Payday for CBZ shareholders

HARARE - Shareholders of Zimbabwe’s largest financial services group by assets, CBZ Holdings (CBZ), are smiling all the way to the bank after the group declared a $1,8 million dividend for the year to December 31, 2017.

The group’s company secretary Rumbidzayi Jakanani said the payment was slated for May 11, 2018.

“Notice is hereby given that the board declared a final dividend of $1,76 (0,25658) for the year to December 2017 in respect of all the ordinary shares of the company.

“The dividend will be payable in full to all shareholders of the company registered at the close of business on May 4, 2018,” she said.

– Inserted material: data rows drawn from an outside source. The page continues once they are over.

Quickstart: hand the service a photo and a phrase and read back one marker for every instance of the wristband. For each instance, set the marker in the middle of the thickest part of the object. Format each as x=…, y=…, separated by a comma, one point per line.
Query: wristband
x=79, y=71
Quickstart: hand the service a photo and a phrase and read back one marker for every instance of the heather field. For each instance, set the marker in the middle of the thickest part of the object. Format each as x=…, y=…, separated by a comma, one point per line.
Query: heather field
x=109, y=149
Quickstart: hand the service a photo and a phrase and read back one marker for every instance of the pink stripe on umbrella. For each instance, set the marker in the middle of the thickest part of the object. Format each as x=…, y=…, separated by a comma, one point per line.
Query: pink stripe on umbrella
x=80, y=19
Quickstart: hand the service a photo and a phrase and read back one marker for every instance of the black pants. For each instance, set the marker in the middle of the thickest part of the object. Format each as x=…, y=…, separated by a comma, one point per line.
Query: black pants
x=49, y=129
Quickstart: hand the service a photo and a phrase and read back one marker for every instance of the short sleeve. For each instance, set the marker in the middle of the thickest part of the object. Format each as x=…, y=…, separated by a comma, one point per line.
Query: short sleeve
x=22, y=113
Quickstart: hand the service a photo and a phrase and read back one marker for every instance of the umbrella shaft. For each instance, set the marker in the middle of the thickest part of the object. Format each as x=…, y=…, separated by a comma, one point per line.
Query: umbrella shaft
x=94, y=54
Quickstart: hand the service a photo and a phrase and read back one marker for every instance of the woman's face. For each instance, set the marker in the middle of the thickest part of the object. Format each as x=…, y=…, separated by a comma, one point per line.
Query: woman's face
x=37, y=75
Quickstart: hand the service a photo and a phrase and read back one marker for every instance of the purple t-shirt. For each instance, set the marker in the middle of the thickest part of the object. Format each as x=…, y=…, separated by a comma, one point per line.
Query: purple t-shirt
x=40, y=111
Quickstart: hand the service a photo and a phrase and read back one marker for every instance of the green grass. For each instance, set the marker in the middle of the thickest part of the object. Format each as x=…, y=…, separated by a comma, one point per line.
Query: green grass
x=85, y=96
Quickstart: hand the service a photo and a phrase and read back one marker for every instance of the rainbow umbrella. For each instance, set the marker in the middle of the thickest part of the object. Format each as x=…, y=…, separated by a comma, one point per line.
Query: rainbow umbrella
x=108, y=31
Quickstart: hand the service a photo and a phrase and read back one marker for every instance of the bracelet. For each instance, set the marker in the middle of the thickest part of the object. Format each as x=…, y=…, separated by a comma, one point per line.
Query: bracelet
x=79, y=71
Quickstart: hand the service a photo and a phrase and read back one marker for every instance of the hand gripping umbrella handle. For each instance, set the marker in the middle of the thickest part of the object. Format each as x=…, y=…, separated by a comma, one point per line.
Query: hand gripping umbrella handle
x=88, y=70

The dividend under review was a 10 percent growth from the prior year.

Jakanani pointed out that the group’s shares were to be traded cum-dividend on the local stock exchange up to the market day of April 30, 2018 and ex-dividend beginning May 2, 2018.

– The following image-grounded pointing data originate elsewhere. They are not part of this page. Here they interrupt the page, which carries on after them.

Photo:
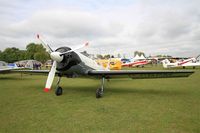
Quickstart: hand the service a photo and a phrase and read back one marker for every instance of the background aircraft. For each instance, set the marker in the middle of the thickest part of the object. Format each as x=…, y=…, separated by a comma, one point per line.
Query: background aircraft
x=191, y=62
x=70, y=63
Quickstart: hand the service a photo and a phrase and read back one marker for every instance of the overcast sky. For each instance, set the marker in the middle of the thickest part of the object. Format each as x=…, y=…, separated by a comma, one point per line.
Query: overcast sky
x=111, y=26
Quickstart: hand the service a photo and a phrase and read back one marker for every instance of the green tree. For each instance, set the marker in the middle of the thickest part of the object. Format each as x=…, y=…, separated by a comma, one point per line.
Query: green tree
x=36, y=52
x=10, y=55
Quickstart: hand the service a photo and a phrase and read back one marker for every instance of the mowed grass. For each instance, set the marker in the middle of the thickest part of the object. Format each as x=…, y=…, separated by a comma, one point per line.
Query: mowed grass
x=153, y=105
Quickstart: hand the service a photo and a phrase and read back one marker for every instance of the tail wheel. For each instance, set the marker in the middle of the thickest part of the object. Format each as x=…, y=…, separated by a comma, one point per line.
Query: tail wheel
x=59, y=91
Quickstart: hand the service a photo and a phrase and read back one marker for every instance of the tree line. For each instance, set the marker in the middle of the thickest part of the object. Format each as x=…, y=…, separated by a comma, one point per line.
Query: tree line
x=33, y=52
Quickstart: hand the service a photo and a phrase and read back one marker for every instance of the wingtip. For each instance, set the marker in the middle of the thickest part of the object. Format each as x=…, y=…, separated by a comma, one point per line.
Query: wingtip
x=46, y=89
x=38, y=36
x=87, y=43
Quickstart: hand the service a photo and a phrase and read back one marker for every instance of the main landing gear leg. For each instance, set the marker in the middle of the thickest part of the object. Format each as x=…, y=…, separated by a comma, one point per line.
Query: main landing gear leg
x=99, y=91
x=59, y=89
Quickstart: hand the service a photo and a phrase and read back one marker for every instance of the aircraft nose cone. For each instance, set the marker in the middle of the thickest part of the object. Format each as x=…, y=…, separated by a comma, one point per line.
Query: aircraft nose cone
x=56, y=56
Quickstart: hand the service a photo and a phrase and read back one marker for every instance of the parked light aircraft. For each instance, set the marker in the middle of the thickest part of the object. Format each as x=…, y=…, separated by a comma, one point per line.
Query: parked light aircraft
x=70, y=63
x=191, y=62
x=136, y=63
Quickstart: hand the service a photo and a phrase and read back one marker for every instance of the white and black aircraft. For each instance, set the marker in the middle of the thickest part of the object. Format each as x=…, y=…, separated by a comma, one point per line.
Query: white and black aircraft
x=70, y=63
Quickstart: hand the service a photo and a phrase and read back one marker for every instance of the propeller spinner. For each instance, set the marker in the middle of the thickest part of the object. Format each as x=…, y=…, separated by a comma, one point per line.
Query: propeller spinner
x=57, y=57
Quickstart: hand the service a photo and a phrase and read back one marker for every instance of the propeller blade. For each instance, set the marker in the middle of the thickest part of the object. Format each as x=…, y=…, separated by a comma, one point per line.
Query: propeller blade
x=50, y=77
x=79, y=47
x=45, y=45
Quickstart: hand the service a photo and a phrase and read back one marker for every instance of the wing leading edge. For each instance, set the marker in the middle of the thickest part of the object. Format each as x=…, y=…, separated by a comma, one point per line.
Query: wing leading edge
x=140, y=74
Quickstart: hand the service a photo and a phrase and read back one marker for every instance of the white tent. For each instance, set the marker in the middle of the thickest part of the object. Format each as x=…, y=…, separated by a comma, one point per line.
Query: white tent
x=3, y=63
x=28, y=63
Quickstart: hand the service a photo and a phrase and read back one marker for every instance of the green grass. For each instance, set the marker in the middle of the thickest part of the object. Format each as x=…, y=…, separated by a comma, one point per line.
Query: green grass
x=153, y=105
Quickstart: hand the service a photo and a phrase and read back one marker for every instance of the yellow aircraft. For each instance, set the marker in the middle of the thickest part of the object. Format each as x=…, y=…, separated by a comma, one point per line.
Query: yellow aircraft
x=114, y=63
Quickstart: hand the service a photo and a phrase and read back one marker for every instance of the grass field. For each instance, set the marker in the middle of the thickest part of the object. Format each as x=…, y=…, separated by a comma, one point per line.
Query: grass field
x=144, y=106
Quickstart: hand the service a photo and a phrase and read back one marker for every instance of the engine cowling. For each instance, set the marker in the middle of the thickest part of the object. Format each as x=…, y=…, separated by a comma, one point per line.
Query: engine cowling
x=69, y=59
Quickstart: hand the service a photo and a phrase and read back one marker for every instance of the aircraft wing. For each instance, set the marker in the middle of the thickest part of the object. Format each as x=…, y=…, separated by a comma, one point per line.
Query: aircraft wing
x=11, y=70
x=139, y=74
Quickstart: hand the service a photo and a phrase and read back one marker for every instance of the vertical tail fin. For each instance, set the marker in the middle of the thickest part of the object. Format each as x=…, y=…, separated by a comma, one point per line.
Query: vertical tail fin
x=165, y=63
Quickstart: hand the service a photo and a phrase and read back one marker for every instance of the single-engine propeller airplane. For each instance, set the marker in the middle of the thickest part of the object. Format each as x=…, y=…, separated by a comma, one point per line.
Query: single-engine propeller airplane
x=70, y=63
x=190, y=62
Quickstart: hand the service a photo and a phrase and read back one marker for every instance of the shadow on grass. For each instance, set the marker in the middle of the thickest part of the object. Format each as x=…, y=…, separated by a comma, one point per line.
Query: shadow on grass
x=126, y=91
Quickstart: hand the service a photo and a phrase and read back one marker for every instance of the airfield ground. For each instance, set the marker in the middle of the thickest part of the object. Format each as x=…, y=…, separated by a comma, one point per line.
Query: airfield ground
x=153, y=105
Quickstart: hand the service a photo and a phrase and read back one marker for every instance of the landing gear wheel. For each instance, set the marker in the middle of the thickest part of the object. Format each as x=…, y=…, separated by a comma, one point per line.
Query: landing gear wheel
x=58, y=91
x=99, y=93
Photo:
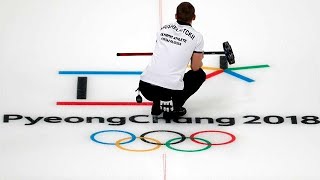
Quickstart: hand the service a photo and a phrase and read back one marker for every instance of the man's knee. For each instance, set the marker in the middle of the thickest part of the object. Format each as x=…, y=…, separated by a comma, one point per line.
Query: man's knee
x=199, y=76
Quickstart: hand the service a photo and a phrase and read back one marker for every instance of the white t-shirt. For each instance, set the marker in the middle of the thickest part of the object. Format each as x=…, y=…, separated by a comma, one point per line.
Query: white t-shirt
x=175, y=45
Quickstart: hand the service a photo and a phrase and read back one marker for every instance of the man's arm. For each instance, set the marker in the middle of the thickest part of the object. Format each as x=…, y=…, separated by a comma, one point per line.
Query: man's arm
x=196, y=61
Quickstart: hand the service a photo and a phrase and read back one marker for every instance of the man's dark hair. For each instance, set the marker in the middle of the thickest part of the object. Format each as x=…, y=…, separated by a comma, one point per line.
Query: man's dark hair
x=185, y=12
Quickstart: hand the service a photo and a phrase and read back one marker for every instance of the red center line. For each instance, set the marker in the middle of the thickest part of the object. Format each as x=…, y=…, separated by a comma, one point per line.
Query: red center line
x=164, y=166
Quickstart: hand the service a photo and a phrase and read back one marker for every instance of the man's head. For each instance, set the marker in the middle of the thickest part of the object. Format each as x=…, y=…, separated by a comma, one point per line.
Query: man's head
x=185, y=12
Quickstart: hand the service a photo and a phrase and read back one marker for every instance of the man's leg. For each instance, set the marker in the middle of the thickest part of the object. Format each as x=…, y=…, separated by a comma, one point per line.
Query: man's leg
x=155, y=94
x=192, y=82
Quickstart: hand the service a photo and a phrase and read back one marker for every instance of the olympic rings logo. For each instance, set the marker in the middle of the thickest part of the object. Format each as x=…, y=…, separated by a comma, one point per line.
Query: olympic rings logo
x=157, y=144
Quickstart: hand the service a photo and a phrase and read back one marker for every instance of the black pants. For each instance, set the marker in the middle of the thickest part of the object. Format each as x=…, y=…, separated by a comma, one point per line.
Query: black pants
x=192, y=82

This comes as CBZ recorded a 16,8 percent jump in net earnings to $27,8 million in the full year ending December 31, driven by the growth in net non-interest income. In the comparable year, profit-after-tax was $23,8 million.

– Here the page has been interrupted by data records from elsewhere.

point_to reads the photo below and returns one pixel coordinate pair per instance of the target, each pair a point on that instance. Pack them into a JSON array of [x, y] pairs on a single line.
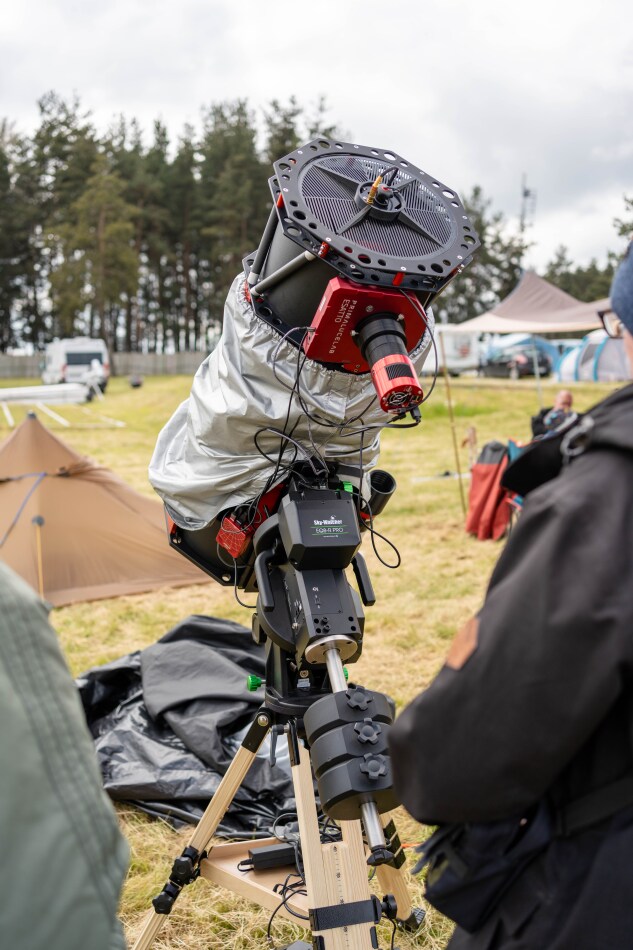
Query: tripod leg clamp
[[346, 915], [185, 870]]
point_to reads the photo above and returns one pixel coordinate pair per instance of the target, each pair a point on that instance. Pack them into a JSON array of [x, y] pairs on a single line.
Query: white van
[[77, 360], [461, 348]]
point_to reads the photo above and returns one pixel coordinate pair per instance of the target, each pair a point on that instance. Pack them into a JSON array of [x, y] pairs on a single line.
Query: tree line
[[105, 236]]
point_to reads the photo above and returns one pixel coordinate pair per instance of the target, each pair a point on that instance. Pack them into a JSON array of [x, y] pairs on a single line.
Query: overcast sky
[[481, 93]]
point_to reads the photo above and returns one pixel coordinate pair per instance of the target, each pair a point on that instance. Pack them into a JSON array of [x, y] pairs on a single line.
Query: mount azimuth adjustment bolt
[[367, 731], [374, 766]]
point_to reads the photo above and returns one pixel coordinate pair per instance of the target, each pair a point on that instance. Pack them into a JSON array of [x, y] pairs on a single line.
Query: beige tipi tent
[[74, 530]]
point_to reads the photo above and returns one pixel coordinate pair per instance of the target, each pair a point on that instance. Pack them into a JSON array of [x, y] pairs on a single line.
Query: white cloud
[[475, 94]]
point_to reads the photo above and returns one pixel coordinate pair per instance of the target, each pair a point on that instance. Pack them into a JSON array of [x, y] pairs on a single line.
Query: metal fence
[[124, 364]]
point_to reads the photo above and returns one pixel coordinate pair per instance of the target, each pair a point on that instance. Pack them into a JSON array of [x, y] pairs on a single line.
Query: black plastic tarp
[[168, 720]]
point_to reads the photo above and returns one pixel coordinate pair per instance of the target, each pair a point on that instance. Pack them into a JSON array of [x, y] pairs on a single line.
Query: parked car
[[77, 360], [515, 362]]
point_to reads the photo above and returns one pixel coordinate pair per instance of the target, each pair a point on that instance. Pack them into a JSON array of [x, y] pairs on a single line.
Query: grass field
[[440, 583]]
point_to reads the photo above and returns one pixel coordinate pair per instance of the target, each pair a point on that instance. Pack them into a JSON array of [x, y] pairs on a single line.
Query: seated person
[[552, 416]]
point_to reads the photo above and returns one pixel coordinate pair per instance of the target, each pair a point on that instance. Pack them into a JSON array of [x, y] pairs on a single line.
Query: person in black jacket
[[535, 700]]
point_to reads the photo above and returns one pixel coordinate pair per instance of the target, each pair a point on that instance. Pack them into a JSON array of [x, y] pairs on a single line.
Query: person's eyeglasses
[[612, 324]]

According to the institution’s financial results for the period under review, total income improved to $175 million compared to $159 million as at December 31, 2016.

The group’s financial results also indicate that underwriting income contributed 4,6 percent while net interests income and non-interest income contributions were 43,2 percent and 52,2 percent respectively.

CBZ Holdings’ total deposits also improved by 4,2 percent to $1,85 billion from $1,78 billion in the prior year as advances fell by 6,5 percent to $941,4 million on the back of cautious lending with net interests income contributing 52,2 percent.

Total assets increased by five percent to $2,2 billion from $2,1 billion in the previous year.

This comes as CBZ Bank’s overall loan book has grown to about $941 million as it continues to support different sectors of the economy.

CBZ group acting chief executive Peter Zimunya recently said their loan book was growing and they would continue contributing towards economic development.

“We are in every sector. We have got a micro-finance support arm, we have got an SME arm, we have got a unit business banking which caters for SMEs. Then we have got the corporates,” Zimunya said recently.

“So the entire spectrum and it doesn’t matter which sector you are in, be it agriculture, mining, whatever, infrastructure development, energy, we come in. We just look at the viability of it and we go in.”

“Our total loan book it’s now at $941 million. If you look at the $941 million its actually coming from a zero, isn’t and we are the first bank to lend. So our $941 million, we are actually at about a billion, it’s actually from zero,” he said.